I decided to take a week off during which time I met up with an old friend of mine. He asked “What is going on with you lately? You’re off, I’m not used to seeing you so gloomy!” I opened up and told him how I had been feeling. His response was humorously simple “Well, what would you say to your patients?” I rolled my eyes and replied, “Ha, ha, right- Healer Heal Thyself. I’m great at helping others but I can’t seem to help myself with this”. “Of course you can!” he replied. “A wise man once told me to write a simple gratitude list every day and every night. Just five things in the morning and five things at night that I’m grateful for. Then answer the question “what went well today?”. He smiled too-broadly at me, probably expecting me to roll my eyes again since I was the so-called “wise man” who had given him that particular reframing tool. I didn’t roll my eyes, I felt like I was just opening them for the first time. I couldn’t believe it. I had never tried gratitude. I immediately started to work gratitude into my days.
After weeks of being grateful for the things I had, I started to notice changes in myself. I started to express gratitude for my wife’s love & kindness, my oldest son’s dedication and loving nature, my youngest son’s mischievous smile when he says something funny. I began to be grateful for all of my patients who trust me to help them navigate and cope with their life’s challenges. I was grateful for the people who work at my favorite stores, my colleagues, my ability to work, walk, listen, and speak. Before I knew it, I was writing 10 things I was grateful for in the morning and at night like it was second nature.
I’ve been doing this for three short months, and it’s truly unbelievable how such a simple practice can re-wire what your mind focuses on. It changes how you perceive things and situations. Keeping a gratitude journal is a great way to stay focused on things that can keep you fulfilled today. After all, today is all we have.
Thankfully, things have gotten much better since that brief difficult time. Everything excites me now. I look forward to every minute of my life. I do my best to stay present and fully engaged with what I am doing at all times.

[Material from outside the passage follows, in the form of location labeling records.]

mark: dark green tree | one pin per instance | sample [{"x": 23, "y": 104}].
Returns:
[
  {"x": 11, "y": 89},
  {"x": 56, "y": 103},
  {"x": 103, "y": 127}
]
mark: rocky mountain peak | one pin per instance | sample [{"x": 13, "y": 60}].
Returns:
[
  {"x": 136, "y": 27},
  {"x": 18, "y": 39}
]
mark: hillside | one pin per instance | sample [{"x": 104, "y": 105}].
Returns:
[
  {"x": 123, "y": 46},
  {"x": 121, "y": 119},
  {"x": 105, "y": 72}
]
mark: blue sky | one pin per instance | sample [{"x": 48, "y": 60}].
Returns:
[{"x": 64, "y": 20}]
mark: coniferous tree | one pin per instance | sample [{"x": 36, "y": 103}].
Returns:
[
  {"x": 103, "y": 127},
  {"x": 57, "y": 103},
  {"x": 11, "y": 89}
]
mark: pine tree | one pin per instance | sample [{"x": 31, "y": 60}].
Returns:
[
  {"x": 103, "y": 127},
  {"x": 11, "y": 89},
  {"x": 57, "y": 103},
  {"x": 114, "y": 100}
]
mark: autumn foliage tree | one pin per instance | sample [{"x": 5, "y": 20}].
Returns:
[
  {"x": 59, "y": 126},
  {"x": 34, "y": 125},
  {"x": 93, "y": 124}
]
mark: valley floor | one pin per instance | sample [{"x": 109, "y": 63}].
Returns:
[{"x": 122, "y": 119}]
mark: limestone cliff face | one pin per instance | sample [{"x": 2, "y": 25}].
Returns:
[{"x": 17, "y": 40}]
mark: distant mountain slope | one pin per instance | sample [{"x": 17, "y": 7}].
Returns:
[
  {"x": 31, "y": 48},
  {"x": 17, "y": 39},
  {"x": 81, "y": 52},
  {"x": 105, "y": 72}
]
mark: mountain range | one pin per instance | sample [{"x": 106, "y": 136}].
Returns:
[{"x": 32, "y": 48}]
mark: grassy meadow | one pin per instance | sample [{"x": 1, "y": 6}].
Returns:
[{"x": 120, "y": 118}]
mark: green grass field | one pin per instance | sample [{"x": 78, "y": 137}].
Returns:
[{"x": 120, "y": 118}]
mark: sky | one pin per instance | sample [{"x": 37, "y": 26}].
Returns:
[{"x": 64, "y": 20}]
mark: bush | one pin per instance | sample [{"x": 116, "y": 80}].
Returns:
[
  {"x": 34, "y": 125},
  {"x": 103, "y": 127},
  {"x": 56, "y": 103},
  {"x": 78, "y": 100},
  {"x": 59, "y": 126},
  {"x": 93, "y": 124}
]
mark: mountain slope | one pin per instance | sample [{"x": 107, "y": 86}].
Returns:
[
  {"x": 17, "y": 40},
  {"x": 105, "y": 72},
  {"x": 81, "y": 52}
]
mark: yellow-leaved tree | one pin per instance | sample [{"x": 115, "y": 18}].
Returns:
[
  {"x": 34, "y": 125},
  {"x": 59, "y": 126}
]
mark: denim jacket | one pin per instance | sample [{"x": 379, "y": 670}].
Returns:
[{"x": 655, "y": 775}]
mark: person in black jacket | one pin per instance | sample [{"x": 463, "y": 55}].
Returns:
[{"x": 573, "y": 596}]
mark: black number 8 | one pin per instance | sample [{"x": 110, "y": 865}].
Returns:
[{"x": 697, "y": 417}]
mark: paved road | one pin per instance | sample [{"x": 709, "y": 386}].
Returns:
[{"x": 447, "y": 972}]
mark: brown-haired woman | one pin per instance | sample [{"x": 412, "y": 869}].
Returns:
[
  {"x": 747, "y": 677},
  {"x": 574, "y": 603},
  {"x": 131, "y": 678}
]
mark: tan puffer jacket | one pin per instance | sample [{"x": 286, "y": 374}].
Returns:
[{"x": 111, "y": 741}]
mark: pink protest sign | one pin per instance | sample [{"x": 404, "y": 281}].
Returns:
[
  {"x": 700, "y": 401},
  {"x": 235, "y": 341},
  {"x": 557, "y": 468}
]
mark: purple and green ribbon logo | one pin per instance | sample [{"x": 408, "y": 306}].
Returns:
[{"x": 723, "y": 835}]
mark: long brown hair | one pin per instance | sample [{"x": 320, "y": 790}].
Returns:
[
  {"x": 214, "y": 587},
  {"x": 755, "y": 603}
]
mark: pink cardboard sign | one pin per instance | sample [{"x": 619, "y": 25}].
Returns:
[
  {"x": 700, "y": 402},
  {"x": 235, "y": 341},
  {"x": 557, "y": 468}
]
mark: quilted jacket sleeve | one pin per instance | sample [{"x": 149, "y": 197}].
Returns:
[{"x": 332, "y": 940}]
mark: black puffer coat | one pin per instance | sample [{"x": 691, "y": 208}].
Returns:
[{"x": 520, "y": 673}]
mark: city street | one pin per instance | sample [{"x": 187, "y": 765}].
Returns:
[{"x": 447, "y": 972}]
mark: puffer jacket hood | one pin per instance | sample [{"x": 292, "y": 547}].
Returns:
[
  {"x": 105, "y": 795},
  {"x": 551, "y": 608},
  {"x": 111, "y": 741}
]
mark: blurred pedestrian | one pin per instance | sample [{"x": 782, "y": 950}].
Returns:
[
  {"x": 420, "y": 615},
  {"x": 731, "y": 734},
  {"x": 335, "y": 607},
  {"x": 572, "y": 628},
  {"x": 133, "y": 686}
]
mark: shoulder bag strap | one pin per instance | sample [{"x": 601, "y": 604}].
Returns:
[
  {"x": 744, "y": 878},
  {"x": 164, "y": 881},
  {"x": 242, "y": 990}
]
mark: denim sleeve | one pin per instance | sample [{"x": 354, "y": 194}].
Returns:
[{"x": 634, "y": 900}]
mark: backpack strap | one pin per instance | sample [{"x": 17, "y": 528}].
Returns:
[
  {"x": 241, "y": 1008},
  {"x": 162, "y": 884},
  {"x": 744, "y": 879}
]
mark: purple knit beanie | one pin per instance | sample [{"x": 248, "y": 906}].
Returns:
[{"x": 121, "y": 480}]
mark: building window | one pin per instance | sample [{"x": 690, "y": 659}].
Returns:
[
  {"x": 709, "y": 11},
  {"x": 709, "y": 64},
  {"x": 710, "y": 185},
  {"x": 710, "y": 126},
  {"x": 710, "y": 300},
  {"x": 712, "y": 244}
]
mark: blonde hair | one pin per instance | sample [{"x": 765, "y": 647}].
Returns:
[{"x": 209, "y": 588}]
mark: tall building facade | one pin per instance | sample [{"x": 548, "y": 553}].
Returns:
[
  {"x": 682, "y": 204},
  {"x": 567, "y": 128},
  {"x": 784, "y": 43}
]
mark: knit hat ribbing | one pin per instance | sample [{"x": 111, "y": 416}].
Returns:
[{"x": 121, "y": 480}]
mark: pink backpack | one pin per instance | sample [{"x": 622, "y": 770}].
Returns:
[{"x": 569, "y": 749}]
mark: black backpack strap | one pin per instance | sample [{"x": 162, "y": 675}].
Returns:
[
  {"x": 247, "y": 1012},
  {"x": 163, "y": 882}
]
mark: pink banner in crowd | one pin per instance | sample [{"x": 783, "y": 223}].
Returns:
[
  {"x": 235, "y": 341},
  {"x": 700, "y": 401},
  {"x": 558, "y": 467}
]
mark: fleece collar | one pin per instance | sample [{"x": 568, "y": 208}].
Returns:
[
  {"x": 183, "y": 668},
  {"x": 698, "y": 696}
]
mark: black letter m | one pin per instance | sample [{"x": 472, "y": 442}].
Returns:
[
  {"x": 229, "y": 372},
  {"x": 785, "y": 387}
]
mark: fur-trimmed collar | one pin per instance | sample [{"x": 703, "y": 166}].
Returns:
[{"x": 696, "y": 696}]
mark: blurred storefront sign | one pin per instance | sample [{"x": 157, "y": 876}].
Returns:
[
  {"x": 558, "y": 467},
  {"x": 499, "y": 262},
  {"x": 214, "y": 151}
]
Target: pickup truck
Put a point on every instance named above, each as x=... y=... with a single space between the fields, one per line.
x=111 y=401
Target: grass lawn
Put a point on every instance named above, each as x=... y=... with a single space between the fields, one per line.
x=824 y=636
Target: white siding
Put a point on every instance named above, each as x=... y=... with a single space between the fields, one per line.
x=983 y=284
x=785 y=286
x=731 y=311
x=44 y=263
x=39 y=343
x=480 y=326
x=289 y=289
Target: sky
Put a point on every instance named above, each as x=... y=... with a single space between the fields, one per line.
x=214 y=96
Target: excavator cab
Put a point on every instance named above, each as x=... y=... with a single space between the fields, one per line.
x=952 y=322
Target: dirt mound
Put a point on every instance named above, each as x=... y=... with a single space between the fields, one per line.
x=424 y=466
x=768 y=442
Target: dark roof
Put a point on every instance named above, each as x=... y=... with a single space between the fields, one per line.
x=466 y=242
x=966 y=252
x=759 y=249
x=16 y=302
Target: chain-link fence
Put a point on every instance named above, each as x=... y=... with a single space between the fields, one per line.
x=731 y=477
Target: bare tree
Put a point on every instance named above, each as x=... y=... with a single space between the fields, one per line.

So, if you are skeptical about this whole gratitude thing, I get it. I’d like to challenge you, though, to try it for a few weeks before you throw the idea into the reject pile. You may find your way of thinking needs a little re-wiring too. Practicing an Attitude of Gratitude will help you feel more fulfilled. It will allow you to bounce back from a negative situation faster, which is a key metric for happiness. So go, be grateful and enjoy what the process brings.